We summarize our preceding discussion and results in the following proposition.

Proposition

(Existence of Policy Ineffectiveness and Unintended Consequences under Ambiguity Neglect) Consider an economy with a large number of \(N>1\) citizens, where a novel policy (e.g., to restrict consumption) is implemented. Further, suppose that citizens with original utility \({u}_{i}=\bar{u}, i=1, \dots N,\) can choose to obey the policy and obtain net utility \(u<\bar{u}\). Denote the probability of citizen disobedience by \(p\in \left[\mathrm{0,1}\right]\). If \({u}^{c}\) is sufficiently greater than \(u\), then there exists a threshold probability \(\bar{p}\) such that, for \(p>\bar{p}\), the policy is ineffective.

Example A

(Existence of threshold probability) Suppose \({u}^{c}=10\); \(u=2\); \(X=2\) and \({X}^{{\rm net}}=\frac{1}{2}\). Then according to Eq. (7), \(\bar{p}\) must satisfy

$$\bar{p}=\frac{uX-u{X}^{{\rm net}}}{{u}^{c}{X}^{{\rm net}}-u{X}^{{\rm net}}}=\frac{\left(2\cdot 2\right)-\left(2\cdot \frac{1}{2}\right)}{\left(10\cdot \frac{1}{2}\right)-\left(2\cdot \frac{1}{2}\right)}=\frac{4-1}{5-1}=\frac{3}{4}.$$

In the context of Example A, the model-implied threshold proportion is a reasonable probability, and policy is ineffective after the fraction of disobeyers exceeds 3/4.

Example B

(Irrelevant threshold probability). This example features the same setup as above, except that \({u}^{c}=6\). Then, using the same logic as above, according to Eq. (7), \(\bar{p}\) must satisfy

$$\bar{p}=\frac{uX-u{X}^{{\rm net}}}{{u}^{c}{X}^{{\rm net}}-u{X}^{{\rm net}}}=\frac{\left(2\cdot 2\right)-\left(2\cdot \frac{1}{2}\right)}{\left(6\cdot \frac{1}{2}\right)-\left(2\cdot \frac{1}{2}\right)}=\frac{4-1}{3-1}=\frac{3}{2}.$$

In this latter case, even if the entire population disobeyed, it would not be enough for policy to be ineffective.

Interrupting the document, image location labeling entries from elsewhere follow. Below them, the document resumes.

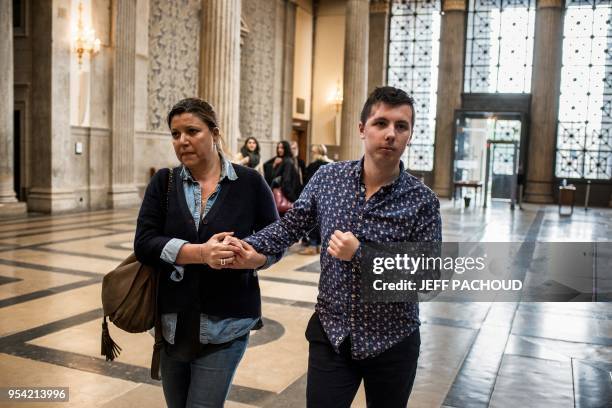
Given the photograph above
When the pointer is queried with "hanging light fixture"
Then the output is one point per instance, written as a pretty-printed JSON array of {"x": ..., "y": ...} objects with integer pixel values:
[{"x": 85, "y": 40}]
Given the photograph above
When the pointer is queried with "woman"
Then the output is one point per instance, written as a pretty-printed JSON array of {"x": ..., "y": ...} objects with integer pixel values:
[
  {"x": 318, "y": 154},
  {"x": 286, "y": 175},
  {"x": 249, "y": 154},
  {"x": 206, "y": 310}
]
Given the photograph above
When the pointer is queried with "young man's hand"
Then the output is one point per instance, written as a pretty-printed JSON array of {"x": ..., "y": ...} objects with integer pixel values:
[
  {"x": 246, "y": 256},
  {"x": 343, "y": 245}
]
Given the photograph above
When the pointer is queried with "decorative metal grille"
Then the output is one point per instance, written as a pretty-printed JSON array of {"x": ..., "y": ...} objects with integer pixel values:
[
  {"x": 413, "y": 66},
  {"x": 584, "y": 139},
  {"x": 499, "y": 46}
]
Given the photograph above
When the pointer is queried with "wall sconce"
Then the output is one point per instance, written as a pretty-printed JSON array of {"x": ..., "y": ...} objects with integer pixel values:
[
  {"x": 338, "y": 119},
  {"x": 85, "y": 40},
  {"x": 338, "y": 97}
]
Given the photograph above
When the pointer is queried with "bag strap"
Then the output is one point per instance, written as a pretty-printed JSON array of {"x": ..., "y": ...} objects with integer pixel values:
[{"x": 159, "y": 339}]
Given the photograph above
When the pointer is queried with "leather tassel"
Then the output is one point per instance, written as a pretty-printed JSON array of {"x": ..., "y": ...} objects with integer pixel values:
[{"x": 109, "y": 348}]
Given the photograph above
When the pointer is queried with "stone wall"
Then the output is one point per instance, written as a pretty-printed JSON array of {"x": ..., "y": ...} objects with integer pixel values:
[{"x": 174, "y": 32}]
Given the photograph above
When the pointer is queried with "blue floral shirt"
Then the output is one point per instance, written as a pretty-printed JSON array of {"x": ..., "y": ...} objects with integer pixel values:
[{"x": 403, "y": 211}]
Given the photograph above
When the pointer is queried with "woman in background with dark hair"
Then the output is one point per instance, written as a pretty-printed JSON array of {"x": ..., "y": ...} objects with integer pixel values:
[
  {"x": 249, "y": 154},
  {"x": 286, "y": 175}
]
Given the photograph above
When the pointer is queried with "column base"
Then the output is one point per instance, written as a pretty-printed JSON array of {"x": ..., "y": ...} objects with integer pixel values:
[
  {"x": 124, "y": 196},
  {"x": 15, "y": 209},
  {"x": 51, "y": 200},
  {"x": 539, "y": 192}
]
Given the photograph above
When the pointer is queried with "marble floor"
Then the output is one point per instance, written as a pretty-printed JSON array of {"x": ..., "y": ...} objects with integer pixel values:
[{"x": 473, "y": 354}]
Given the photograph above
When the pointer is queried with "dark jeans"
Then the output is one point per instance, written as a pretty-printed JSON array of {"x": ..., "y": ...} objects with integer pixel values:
[
  {"x": 333, "y": 379},
  {"x": 203, "y": 382}
]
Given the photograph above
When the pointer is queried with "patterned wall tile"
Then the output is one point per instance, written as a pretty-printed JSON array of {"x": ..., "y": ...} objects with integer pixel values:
[
  {"x": 257, "y": 69},
  {"x": 174, "y": 55}
]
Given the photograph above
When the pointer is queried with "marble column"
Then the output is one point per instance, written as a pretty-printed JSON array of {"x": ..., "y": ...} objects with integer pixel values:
[
  {"x": 378, "y": 43},
  {"x": 220, "y": 65},
  {"x": 288, "y": 62},
  {"x": 9, "y": 205},
  {"x": 545, "y": 90},
  {"x": 123, "y": 191},
  {"x": 355, "y": 77},
  {"x": 52, "y": 182},
  {"x": 450, "y": 86}
]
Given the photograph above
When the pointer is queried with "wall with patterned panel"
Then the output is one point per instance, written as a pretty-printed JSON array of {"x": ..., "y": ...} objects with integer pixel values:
[
  {"x": 257, "y": 73},
  {"x": 174, "y": 55}
]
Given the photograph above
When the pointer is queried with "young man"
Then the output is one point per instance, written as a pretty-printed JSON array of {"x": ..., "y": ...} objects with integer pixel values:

That is, policy is always effective. Intuitively, the increased utility occasioned by disobedience \(\left({u}^{c}=6\right)\) was not large enough relative to obedience \(\left(u=2\right)\) for it to be worthwhile. In light of the above examples, it appears valuable to explore settings where one can assess empirically, what sort of levels of \(p\) might be observed with real-world subjects.

Conclusion

In this paper, we provide a simple framework and formalization of unintended consequences. We employ concepts often used by many economists, but our point is more general—it applies across the social sciences. The idea is that there is a threshold probability of disobedience, denoted \(\bar{p}\), of which the policymaker may be unaware, such that for \(p>\bar{p}\), policy is ineffective if implemented. Under such circumstances, it pays citizens more to disobey than to obey. These results are summarized in our proposition, in “Our Model of Unintended Consequences” section.

Ultimately, we are interested in learning about how policymakers can improve their practices, so as to avoid negative unintended consequences, when possible.Footnote 15 Policymakers may, for example, utilize questionnaires that assess citizens’ expected choices in some manner, before implementing policies. In addition, the findings in our present paper may lend themselves well, in future work, to being evaluated in empirical and experimental settings. In particular, our framework lends itself well to using experiments as a method of testbedding policies (see, for example, Plott 1994; Plott and Smith 2008), before they are actually implemented.